Saturday, 10 March 2012

Hurry Up, Sit Down and Start Running!

Bizarre as it may sound, this is what happened in the stock market last week. Like a dog chasing the tail and going round and round. When the index fell in the 1st part of week, remaining bears started making noise. ZH was painting the town red with the news of coming   Eurocalypse. And I was telling readers to wait and not to front run. I said repeatedly that trend change is not confirmed and whipsaw is expected. Technically the market was oversold to start with. Again, as absurd it may sound that while the prices were making higher high, the market was oversold, it was true. How can we expect a decent sell-off in such a situation? And not to forget, the cycles were showing a top due by March 6-9. Last I said, may be Friday, March 9 will be the fade date.

So where we are now and what do we expect in the coming week? For answers, let us look at some common, garden variety TA charts. The 1st one is NYMO which reflects the market breadth;

NYMO was in deep oversold territory and is only just coming above zero line.

While on the other hand NYSI has turned down quite a lot and is trying to move up a bit.
RSI in NYSI is in deep oversold region.

BPSPX which shows the bullish percentage index has reached the historical high and has started turning down. 

Read together, I get a feeling of indecision. While the market has lost upward momentum, it is not ready to plunge down as yet. Taking a position in either way is blind front running.

Normally Fridays have been the most bearish days for quite a while. Also, normally NFP days behave either as start high go lower or start low go higher. But this last Friday, it did not do either of the two. I twitted before close that I am not shorting the market, yet. On the bear side, the price action can be considered as testing the previous high which it had failed to breach. But on the bull side, it did not break down the lows either. Friday, both the “Risk on” and “Risk Off” trade moved higher. Equities, gold, oil etc moved higher. As well, bonds and USD moved higher.  One of the asset class is not behaving truly and we do not know which one. Only point to note that FX carry trade favourite AUD was moving lower while equities were moving higher.
US $ made solid gain on Friday and Euro moved below 1.3200.
 But it is no guarantee that Euro and AUD will not come up now that disorderly Greek default has been avoided. ( It is a default anyway) If you put a gun on my head and ask me to make a wildest, est, guess about market movement next week, this is what I would guess. This is SPY hourly chart:

There is a bit of gap on the downside which may be filled in the early part of the week and then go up again by OpEx. Again, this is just for fun and do not trade based on this. Never.

Do not forget next week is triple witching OpEx. The BOYZ will screw maximum number of people. It is better to avoid the shark infested water unless we are very sure of what we are doing. That is the reason I did not want to hold any position over the week end. I may take a stab at the market on Monday morning depending on what kind of strength or weakness it shows at open. The good news is (for bears) the cycles show a short term bottom by the last week of the month. And we can expect the major sell off to come in April.

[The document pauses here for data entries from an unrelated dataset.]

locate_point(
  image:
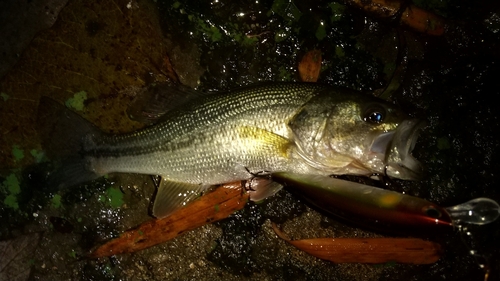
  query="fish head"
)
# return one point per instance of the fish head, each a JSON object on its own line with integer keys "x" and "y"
{"x": 346, "y": 132}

So, stay nimble, trade safe and do not front run based on your bias.

Thank you for reading . Hope you are enjoying the weekend. Please forward / retweet the post to your friends and join me in Twitter. (@BBFinanceblog). As always, I welcome your comments and suggestions.


  1. so called avoiding disorderly default means that banks like GS and JPM are now in for payment of CDS, since the event is recognised as a default. guess where do they get the money.